How Much Does Gap Insurance Costs?
Gap insurance premiums are usually 5 to 6 percent of your premium for collision and your comprehensive car insurance. For example, if you have a $1,4000 premium annually, and you have between $420-$560 for collision and comprehensive, your gap insurance would be around $20-$30. The costs of the gap insurance goes down once your vehicle begins to age. Do not pay for gap insurance at a dealership. Why? It’s more expensive and most people do not know any better, so it would be recommended to buy gap insurance from an insurance company. Buying from an insurance company is wiser since it’s less expensive.
What Does Gap Insurance Cover?
What you owe on your vehicle and your vehicle’s value is what gap insurance covers. Gap insurance covers the difference. For example, you just totaled your car in an accident and your insurance company claims your car is a total loss. You have gap insurance, so what happens next?
$30,000 is the amount you would owe the lender you got your loan from.
$27,000 is how much your vehicle is worth according to your insurance company and they call this value “real cash value.”
$3000 is the difference between the amount you owe the lender and the value of your car.
Add another $3000 that your insurance company pays since you have gap insurance.
This is only an example and there could be more factors in play. It depends on the insurance company you are working with, e.g. Progressive limits the amount they pay by 25% of the value of your car at the time of its loss.
Where Can I Buy Gap Insurance?
There are multiple ways you can buy gap insurance. You could buy it from your lender, an auto insurance company or from a car dealership. Make sure you know what the company is covering before you buy gap insurance. If you are currently leasing your vehicle, many leasing companies include gap insurance automatically in their contracts.
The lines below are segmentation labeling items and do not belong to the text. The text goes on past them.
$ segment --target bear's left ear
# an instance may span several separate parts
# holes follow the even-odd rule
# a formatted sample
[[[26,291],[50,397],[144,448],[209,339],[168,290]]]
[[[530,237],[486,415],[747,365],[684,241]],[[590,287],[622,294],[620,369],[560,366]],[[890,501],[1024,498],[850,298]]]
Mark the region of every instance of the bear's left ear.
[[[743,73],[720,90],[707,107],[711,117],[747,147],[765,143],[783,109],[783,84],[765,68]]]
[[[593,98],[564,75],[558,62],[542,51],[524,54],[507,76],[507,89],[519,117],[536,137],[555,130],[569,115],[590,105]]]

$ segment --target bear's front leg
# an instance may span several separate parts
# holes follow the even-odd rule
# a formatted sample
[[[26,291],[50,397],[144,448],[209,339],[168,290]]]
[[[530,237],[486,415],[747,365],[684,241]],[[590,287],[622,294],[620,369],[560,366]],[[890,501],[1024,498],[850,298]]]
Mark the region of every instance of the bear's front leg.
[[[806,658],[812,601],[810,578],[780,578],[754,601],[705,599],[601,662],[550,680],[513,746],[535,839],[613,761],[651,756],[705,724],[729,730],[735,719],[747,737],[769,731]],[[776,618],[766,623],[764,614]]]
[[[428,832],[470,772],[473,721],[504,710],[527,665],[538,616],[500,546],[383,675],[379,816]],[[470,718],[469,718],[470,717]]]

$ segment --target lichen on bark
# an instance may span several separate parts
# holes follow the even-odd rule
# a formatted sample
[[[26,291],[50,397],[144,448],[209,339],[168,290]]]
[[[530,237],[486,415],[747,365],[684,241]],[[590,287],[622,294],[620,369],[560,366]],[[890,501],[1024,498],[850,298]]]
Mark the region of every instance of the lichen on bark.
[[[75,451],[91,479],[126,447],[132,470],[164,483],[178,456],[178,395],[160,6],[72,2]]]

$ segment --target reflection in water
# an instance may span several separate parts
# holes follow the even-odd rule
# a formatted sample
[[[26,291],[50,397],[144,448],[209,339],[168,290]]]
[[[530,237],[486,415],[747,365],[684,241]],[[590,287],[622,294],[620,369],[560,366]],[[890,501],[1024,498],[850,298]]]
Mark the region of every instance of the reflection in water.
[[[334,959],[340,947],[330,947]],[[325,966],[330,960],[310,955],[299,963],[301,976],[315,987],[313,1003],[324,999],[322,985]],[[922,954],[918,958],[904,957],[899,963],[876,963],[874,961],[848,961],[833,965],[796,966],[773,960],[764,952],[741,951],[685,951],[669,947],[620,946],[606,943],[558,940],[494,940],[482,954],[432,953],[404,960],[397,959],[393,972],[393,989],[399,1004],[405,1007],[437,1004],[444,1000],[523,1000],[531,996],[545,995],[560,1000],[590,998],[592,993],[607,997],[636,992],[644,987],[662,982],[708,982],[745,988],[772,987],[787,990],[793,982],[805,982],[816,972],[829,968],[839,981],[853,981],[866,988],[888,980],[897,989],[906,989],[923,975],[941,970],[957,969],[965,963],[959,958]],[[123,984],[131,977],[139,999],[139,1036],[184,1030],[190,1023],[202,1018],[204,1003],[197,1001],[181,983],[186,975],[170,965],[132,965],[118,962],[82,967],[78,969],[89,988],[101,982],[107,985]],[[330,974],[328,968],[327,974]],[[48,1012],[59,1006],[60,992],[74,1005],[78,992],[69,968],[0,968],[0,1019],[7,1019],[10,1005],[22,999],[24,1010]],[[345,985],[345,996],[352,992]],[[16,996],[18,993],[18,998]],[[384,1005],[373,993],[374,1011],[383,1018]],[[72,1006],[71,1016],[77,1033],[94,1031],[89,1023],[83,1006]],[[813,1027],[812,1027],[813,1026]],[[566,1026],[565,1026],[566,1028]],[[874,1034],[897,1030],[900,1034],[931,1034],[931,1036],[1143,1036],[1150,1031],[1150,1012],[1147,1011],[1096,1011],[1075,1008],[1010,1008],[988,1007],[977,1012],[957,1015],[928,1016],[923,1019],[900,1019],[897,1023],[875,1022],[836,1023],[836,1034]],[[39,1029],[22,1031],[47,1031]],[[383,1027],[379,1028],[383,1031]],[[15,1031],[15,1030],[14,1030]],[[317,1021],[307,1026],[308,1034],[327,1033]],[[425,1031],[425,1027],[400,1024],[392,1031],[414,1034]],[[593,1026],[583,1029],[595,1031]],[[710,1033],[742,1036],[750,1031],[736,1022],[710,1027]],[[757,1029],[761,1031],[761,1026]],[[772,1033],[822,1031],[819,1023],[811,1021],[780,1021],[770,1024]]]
The cost of gap insurance will vary depending on many factors, as well. Lenders and dealers do offer gap insurance coverage but it would make more sense for you to buy via an insurance company because the premiums will be less. The process is much easier with the insurance company because you will have the advantage of having the gap insurance billed to you as part of your car insurance premium.
Why is the process much smoother through an insurance company? You deal with only one company and you also work with one claims representative.